Der Besuch im Atelier des Malerduos Boskovic-Scarth an einem warmen Mittwochabend fühlt sich an wie ein Sonntagsausflug, denn Lorenz backt Pfannkuchen. Während er die «Palačinke» für seinen Sohn mit Pilzen füllt, holt Vincent Bier aus dem hinteren Teil der Wohnung, in der er mit einem Mitbewohner lebt. Ich fühle mich gleich wohl, auch weil ich zuletzt in ihrem Nachbarhaus im Kreis 6 gewohnt habe. Zwei- bis dreimal pro Woche kommt Lorenz aus Höngg, um gemeinsam mit Vincent zu malen. Die beiden wirken entspannt und nehmen sich jeweils viel Zeit für ihre künstlerische Arbeit. Dank ihrer Anstellung als Lehrer für Bildnerische Gestaltung und Kunstgeschichte sind sie auf ihre Art freischaffende Künstler: «Die Anstellung gibt uns die Möglichkeit, ohne den Druck des Kunstmarktes zu malen», sagt Vincent. Das Duo arbeitet simultan in stetem Austausch. Ob das auch zu Spannungen führe, frage ich. Lorenz lacht: «Das fragt jeder, aber die positiven Aspekte überwiegen». Denn so bekommen sie schon im Verlauf des Prozesses kritisches Feedback und positive Bestärkung. Als Kunstvermittler lieben sie den Dialog und stellen sich damit gegen den Mythos des Malergenies. Das Duo hat Art Education an der ZHdK studiert, Lorenz ein Jahr vor Vincent. Kennengelernt haben sie sich im Gruppenatelier.

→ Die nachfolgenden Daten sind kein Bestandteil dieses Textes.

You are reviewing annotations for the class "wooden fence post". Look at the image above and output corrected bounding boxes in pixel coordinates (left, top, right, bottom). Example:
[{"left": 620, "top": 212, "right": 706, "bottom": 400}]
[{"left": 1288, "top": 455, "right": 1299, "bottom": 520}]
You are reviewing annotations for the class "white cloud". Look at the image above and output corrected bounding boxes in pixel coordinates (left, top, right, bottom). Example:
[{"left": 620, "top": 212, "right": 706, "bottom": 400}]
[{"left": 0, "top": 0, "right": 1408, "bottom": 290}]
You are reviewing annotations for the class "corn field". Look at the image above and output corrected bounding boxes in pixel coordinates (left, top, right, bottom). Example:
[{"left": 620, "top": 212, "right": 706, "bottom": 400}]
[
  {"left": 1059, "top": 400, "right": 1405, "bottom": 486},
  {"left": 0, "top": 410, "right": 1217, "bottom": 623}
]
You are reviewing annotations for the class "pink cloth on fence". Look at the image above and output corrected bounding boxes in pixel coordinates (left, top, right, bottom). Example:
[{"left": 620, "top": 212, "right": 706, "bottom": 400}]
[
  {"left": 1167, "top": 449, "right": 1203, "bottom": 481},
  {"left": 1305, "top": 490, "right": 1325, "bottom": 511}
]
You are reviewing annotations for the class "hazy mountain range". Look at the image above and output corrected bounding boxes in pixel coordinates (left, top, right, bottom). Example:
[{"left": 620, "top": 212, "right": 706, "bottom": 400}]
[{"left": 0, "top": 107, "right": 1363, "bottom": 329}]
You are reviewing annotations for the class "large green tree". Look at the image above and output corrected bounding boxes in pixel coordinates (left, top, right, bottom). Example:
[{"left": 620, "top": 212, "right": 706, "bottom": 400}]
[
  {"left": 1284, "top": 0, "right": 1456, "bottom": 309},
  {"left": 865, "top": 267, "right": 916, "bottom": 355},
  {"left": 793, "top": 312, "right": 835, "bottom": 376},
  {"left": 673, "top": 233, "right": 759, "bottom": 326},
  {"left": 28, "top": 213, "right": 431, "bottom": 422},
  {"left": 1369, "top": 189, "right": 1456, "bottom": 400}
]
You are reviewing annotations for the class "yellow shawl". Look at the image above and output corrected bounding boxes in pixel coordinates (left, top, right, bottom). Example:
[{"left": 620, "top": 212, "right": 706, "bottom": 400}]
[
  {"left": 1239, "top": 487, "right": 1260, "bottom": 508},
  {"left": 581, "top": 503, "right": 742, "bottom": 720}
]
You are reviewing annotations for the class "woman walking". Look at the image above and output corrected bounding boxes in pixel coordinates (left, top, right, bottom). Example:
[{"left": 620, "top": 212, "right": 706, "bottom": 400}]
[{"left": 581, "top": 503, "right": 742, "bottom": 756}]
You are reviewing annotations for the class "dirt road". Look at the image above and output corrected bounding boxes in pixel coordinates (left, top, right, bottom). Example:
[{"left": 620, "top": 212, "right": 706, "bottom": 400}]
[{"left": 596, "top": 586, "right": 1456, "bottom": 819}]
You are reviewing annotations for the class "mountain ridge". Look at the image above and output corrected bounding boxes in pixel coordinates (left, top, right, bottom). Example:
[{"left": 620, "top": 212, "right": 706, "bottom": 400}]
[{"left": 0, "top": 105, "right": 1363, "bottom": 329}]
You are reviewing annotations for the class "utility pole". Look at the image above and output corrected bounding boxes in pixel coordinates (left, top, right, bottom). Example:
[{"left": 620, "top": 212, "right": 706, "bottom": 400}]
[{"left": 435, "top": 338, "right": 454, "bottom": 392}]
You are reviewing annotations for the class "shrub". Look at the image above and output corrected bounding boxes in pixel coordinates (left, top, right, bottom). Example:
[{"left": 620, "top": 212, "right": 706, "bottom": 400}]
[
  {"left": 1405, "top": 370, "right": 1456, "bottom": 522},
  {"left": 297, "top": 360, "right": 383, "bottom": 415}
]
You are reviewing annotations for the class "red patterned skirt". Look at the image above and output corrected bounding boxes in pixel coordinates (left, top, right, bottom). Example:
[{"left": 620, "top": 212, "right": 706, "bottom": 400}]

Im Sommer 2017 tauschten sie erstmals während eines Malprozesses Bilder aus und haben bis heute nicht damit aufgehört.

Expressive Landschaften, ein Sticker in Wurstform, das narrative Ableben eines Dachses: Für die Werkschau hat das Duo sieben Gemälde aus den Jahren 2019 bis 2023 zusammengestellt, die «völlig neue Zusammenhänge ergeben». Sie breiten die aufgerollten Leinwände und Papierbögen auf dem Boden aus. Acrylfarben sind zu ihrem bevorzugten Medium geworden, weil sie schnell trocknen und sich gut schichten lassen. So können sie farbgetreu direkt in der Natur arbeiten, wie bei dem Landschaftsbild Neujahr 2023. Wenn das Wetter zu schlecht ist, greifen sie auf ihr Bücherregal zurück, das bis unter die Decke mit Kunst- und Biologiebüchern gefüllt ist. Darin studieren sie Pflanzen, Kompositionen und Techniken. Ein kleines Werk der beiden zeigt den Spaltblättling, einen Pilz, der Totholz zersetzt. Vincent vergleicht das mit der Malerei: «Wir zersetzen die Realität. Beim Malen schauen wir ganz genau hin.» Ihre Arbeiten visualisieren Alltagssituationen, wie das Porträt des Künstlers Milenko Lazic, oder sie erzählen Geschichten, wie die vom angefahrenen Dachs, der sich in einen Geist verwandelt. Die Beziehung zu den Herkunftsländern der Eltern – Jugoslawien respektive Italien und England – kommt in Etichetta Paradajz zum Ausdruck. Mit dem Bild verweisen sie auf ihre eigene Geschichte als Secondos in der Schweiz.
Der Atelierraum ist nicht nur durch das grosse Schaufenster mit dem Quartier verbunden. Auch an Marktständen, an denen sie ihre gemalten Sticker verkaufen, treten sie in performativen Kontakt mit den Besuchenden und verkaufen die Sticker als das, was sie darstellen, zum Beispiel eine Wurst mit Augen. Da alles ein Ende hat (ausser der Wurst), verabschiede ich mich aus dem Atelier, um meinen Zimmerschlüssel im Nachbarhaus abzugeben.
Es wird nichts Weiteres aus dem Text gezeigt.